Madrid joue toujours la carte de la judiciarisation

CSQEP a donc gagné du temps par son « soutien conditionnel » au référendum unilatéral. Mais le groupe devra rapidement prendre clairement partie. « L'ultime offre » de Barcelone à Madrid de réaliser un référendum accepté par les deux parties sera sans doute ignorée dans la mesure où, qu'il y ait de nouvelles élections espagnoles ou un gouvernement minoritaire, le pays sera gouverné par une alliance entre les deux partis les plus opposés au référendum, le PP de Mariano Rajoy et Ciudadanos. Une situation qui réduit aussi l'option d'un « changement politique à Madrid » comme condition à tout référendum que défendait jadis CSQEP. La judiciarisation des décisions indépendantistes se poursuit par ailleurs : le gouvernement a ouvert une enquête sur la résolution du parlement ce jeudi et le tribunal constitutionnel a demandé au procureur général d'ouvrir des poursuites contre la présidente du Parlement catalan, Carme Forcadell.

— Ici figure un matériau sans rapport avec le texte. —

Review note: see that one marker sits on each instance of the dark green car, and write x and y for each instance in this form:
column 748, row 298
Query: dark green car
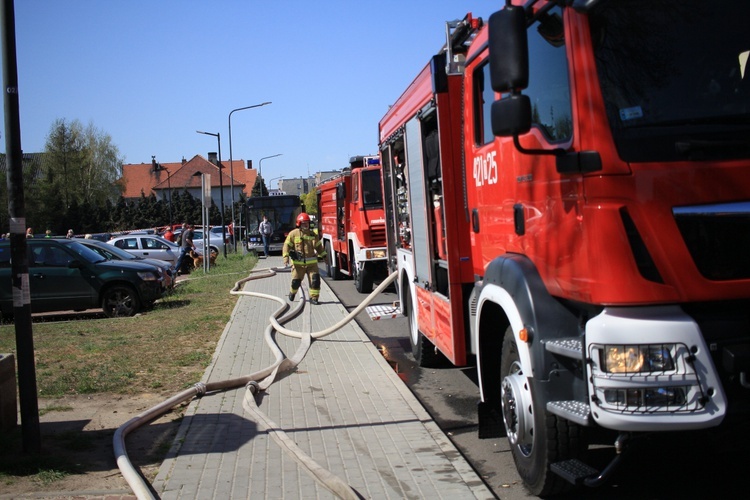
column 65, row 275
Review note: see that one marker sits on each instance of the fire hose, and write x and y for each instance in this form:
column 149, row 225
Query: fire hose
column 255, row 383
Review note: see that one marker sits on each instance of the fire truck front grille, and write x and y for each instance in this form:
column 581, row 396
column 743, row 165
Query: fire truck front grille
column 717, row 237
column 377, row 236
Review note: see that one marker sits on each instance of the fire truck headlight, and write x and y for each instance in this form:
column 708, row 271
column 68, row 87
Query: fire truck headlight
column 638, row 358
column 375, row 254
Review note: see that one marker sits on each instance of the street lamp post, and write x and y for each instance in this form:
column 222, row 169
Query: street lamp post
column 231, row 163
column 169, row 187
column 260, row 166
column 204, row 219
column 275, row 179
column 221, row 191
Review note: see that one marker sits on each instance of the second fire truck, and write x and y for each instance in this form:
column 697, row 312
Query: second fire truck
column 352, row 223
column 568, row 204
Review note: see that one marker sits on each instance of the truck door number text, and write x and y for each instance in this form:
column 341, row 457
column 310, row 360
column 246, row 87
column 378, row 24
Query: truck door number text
column 485, row 169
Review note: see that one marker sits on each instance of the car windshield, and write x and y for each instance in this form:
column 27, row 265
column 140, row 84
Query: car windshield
column 85, row 252
column 673, row 77
column 111, row 251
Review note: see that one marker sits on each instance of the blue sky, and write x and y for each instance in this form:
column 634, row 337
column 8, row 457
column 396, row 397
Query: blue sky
column 151, row 73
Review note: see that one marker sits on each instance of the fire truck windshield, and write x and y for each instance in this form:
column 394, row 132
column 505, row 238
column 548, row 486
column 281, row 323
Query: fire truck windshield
column 674, row 77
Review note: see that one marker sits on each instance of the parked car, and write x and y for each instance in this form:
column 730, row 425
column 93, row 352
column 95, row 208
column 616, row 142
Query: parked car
column 147, row 246
column 112, row 252
column 214, row 243
column 66, row 275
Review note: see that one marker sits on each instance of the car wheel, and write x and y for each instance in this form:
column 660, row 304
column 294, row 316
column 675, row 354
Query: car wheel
column 537, row 438
column 120, row 300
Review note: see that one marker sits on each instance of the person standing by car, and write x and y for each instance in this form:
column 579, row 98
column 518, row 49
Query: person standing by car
column 303, row 248
column 186, row 245
column 266, row 230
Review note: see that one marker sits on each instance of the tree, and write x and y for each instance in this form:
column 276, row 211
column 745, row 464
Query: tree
column 80, row 169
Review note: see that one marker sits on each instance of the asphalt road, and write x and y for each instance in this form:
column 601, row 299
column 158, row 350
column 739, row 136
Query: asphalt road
column 660, row 467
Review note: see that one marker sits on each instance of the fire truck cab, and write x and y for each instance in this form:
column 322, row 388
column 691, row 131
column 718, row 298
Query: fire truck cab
column 352, row 223
column 568, row 205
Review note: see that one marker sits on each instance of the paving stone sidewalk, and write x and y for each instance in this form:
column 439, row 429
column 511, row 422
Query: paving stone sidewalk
column 343, row 406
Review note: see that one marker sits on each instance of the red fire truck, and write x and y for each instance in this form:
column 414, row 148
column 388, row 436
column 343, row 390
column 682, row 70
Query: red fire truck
column 567, row 193
column 352, row 223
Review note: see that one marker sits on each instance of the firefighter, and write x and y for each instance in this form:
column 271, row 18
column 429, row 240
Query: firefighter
column 303, row 248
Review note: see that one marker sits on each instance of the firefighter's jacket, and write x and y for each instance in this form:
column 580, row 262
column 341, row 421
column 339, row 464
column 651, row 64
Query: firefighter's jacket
column 303, row 247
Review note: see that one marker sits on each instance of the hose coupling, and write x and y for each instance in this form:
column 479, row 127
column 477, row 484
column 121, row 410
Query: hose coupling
column 200, row 389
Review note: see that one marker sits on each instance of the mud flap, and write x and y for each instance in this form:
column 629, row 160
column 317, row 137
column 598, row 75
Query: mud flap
column 490, row 421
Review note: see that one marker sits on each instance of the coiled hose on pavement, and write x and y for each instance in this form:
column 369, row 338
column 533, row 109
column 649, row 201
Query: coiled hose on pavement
column 255, row 383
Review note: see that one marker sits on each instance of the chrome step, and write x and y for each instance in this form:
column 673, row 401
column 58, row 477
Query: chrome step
column 570, row 347
column 575, row 411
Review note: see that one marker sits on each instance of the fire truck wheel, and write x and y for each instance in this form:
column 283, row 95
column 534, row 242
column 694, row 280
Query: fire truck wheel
column 537, row 438
column 424, row 351
column 362, row 278
column 331, row 272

La stratégie des unionistes et du gouvernement espagnol reste la même : prouver aux Catalans que le processus d'indépendance conduit à l'impasse parce qu'il est illégal. Pour cela, l'idée pourrait être même d'accélérer le mouvement pour empêcher la tenue du référendum.

Un choc avant le référendum ?

Le choc institutionnel entre Madrid et Barcelone pourrait ainsi intervenir avant même le référendum. Si la présidente du parlement est inhabilitée par la justice espagnole, alors il ne sera plus possible de rester dans l'indécision. Ou la majorité indépendantiste reconnaît la primauté de la justice espagnole et reconnaît sa décision, mais dans ce cas, l'unilatéralité sera enterrée de fait. Ou elle décide d'ignorer la décision et Carme Forcadell continue d'exercer sa charge et, de facto, la légalité catalane sera placée au-dessus de la légalité espagnole. Dans ce cas, et alors que l'offre catalane de référendum acceptée sera rejetée, CSQEP aura du mal à défendre son engagement pour le "droit à décider" sans accepter le référendum unilatéral, reconnaissance internationale ou pas. Et c'est ici que la gauche « indécise » devra clarifier ses choix. Si elle soutient Carme Forcadell, alors elle placera la légalité catalane au-dessus de la légalité espagnole. Elle sera dans l'unilatéralité et devra accepter le référendum. La rupture pourrait donc ne pas attendre septembre prochain.